We believe the people close to us should know the signs, examining our gestures and reading our reactions, all obvious clues as to what we’re experiencing internally.
We feel a huge heap of emotion going on inside us and when others don’t demonstrate what we believe to be appropriate reaction, we feel misunderstood. The perceived lack of reaction can feel brutal. It can feel cold and isolating.  Why don’t they get me? Why are they being so uncaring? Why are they not helping me in my time of need?
But why would they?

Why on earth would someone know what’s going on with you, how you’re really feeling or what you need…if you’ve never said a word about it?

Over the course of the past week I’ve observed this as a theme. Feelings of helplessness, loneliness, and despair: people are going through tough times. The situation doesn’t matter - it feels tough for them.
But for every one of these women, it wasn’t the actual feeling of fear or grief or worry that was the toughest to deal with. It was the feeling that they were completely alone in their feelings. That no one around them understood. That the people closest to them were disconnected and disinterested from the things that mattered most in their world.

We’d all like to believe in relationships that are so intimate and so in-tune that we read each other’s emotions ahead of time. 

We like to believe in an ability to anticipate reactions and provide the steady foundations of crisis support in any given moment. If our relationships were strong and deep, surely this would be the case?

I don’t think this is true.

Yes, we have times of being in tune and receptive and open. When we’re in a good space we might very well be able to intuit at a deeper level, to listen more closely, to read the early signs.  And for sure it’s something we all aim to work at.
But when dealing with day-to-day life and its ongoing onslaught of …well…stuff, our ability to do this gets clouded. It gets shadowed over by bills and bath time. It gets overlooked by laundry and logistics.

This is real life.

So no, I don’t believe we can expect the significant people in our lives to just  “get it”. I don’t think we can blame our heartless partners for not being more understanding.

Because we haven’t even given them anything to understand.

We haven’t said a word.
We’ve placed them in the dark. And then blamed them for not being the ones to shine the light.
As hard as it is, it’s time for us to start participating in this ourselves. It’s time for us to start taking responsibility for our needs and start actively choosing engagement.

We start small.

We start by acknowledging to ourselves how we’re feeling. And then we practise telling the other exactly that. Nothing more. Just how we’re feeling. No lengthy debates or story-telling or rationalising or solving.
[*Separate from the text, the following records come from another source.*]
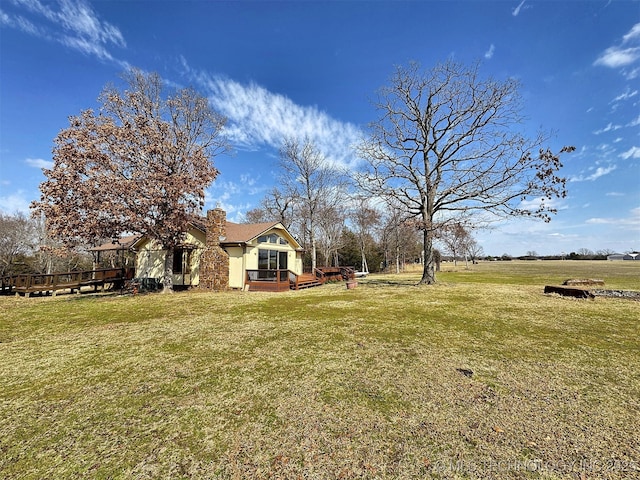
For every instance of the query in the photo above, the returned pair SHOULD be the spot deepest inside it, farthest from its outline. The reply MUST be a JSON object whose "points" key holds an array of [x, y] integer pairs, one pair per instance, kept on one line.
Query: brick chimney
{"points": [[214, 261]]}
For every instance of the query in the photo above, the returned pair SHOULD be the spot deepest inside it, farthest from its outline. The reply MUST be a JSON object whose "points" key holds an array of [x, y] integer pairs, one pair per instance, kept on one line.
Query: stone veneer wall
{"points": [[214, 261]]}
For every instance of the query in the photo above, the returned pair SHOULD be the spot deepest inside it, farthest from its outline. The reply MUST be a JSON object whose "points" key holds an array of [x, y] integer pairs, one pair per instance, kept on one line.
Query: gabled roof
{"points": [[237, 233], [245, 232]]}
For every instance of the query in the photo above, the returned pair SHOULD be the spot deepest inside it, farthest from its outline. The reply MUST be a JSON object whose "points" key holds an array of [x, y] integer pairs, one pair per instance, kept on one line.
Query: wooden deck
{"points": [[54, 282], [283, 280]]}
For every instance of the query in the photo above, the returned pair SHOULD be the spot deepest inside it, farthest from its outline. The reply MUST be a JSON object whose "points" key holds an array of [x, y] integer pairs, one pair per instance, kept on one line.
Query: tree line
{"points": [[448, 152]]}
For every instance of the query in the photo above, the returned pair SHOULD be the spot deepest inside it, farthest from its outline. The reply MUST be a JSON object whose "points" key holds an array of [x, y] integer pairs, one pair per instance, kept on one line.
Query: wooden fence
{"points": [[53, 282]]}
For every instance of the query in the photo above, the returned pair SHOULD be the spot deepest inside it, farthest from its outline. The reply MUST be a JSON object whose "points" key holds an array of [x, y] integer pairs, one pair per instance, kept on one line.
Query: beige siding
{"points": [[236, 267], [150, 260]]}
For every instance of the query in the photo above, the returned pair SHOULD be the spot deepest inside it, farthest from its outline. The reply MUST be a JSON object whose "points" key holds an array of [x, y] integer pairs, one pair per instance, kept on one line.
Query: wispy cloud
{"points": [[633, 152], [72, 23], [489, 53], [15, 202], [516, 11], [635, 122], [625, 96], [260, 117], [609, 128], [594, 175], [625, 54]]}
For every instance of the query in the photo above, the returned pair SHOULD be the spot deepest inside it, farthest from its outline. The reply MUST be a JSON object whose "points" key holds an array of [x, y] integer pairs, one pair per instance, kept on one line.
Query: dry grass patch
{"points": [[322, 383]]}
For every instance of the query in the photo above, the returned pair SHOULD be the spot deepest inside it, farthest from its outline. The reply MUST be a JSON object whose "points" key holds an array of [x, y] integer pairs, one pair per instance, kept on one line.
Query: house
{"points": [[218, 254]]}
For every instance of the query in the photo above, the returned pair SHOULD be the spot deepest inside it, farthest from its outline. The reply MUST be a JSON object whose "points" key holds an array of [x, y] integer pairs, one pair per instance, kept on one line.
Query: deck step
{"points": [[306, 280]]}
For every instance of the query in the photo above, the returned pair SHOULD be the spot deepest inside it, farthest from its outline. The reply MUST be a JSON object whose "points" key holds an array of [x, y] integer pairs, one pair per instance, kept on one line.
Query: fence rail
{"points": [[52, 282]]}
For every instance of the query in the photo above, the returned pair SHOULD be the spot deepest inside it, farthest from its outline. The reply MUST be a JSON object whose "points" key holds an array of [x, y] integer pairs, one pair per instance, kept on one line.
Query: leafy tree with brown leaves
{"points": [[141, 165], [448, 145]]}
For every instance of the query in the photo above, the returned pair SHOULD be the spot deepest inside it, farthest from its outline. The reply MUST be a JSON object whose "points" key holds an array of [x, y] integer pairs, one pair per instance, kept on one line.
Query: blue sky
{"points": [[278, 69]]}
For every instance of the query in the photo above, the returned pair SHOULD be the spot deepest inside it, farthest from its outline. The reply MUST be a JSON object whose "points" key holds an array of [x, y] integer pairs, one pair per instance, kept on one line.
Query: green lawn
{"points": [[329, 383]]}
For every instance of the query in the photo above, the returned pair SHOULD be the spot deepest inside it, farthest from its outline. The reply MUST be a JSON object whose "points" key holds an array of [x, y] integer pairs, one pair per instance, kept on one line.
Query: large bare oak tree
{"points": [[141, 165], [449, 144]]}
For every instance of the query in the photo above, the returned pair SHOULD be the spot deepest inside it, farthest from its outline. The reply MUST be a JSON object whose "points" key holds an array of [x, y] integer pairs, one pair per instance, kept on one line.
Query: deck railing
{"points": [[45, 282], [271, 279]]}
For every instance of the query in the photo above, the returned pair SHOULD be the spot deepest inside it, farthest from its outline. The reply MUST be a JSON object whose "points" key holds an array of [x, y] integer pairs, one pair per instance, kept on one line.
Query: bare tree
{"points": [[17, 238], [365, 219], [311, 184], [330, 225], [141, 165], [474, 250], [456, 239], [274, 206], [447, 145]]}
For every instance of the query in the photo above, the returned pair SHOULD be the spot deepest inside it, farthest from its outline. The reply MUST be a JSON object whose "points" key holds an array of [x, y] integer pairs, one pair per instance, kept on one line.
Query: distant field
{"points": [[480, 376]]}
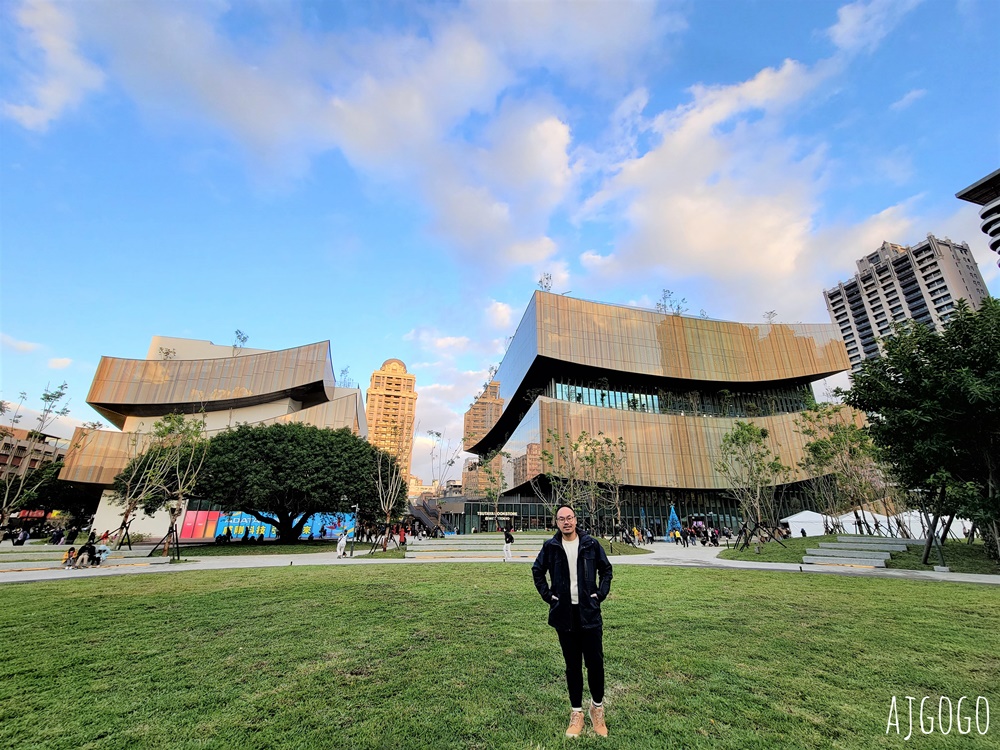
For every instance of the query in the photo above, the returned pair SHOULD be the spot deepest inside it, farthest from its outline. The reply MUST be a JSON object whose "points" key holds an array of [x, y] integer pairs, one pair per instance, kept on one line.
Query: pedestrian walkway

Just a sharing of where we happen to be right now.

Through giving the other the opportunity to see into our worlds, we’re telling them that this matters. 

We’re allowing a sharing of emotion instead of a locking out. And we’re opening up the space for other to give us what we’re asking for.
We may be surprised. It might come in the form of a hug or a kind word. Maybe it opens up conversation. Maybe it’s just the slightest opening of sorts, the start of a new awareness, a new understanding.
But it’s a start.

And it sets the tone for more to come.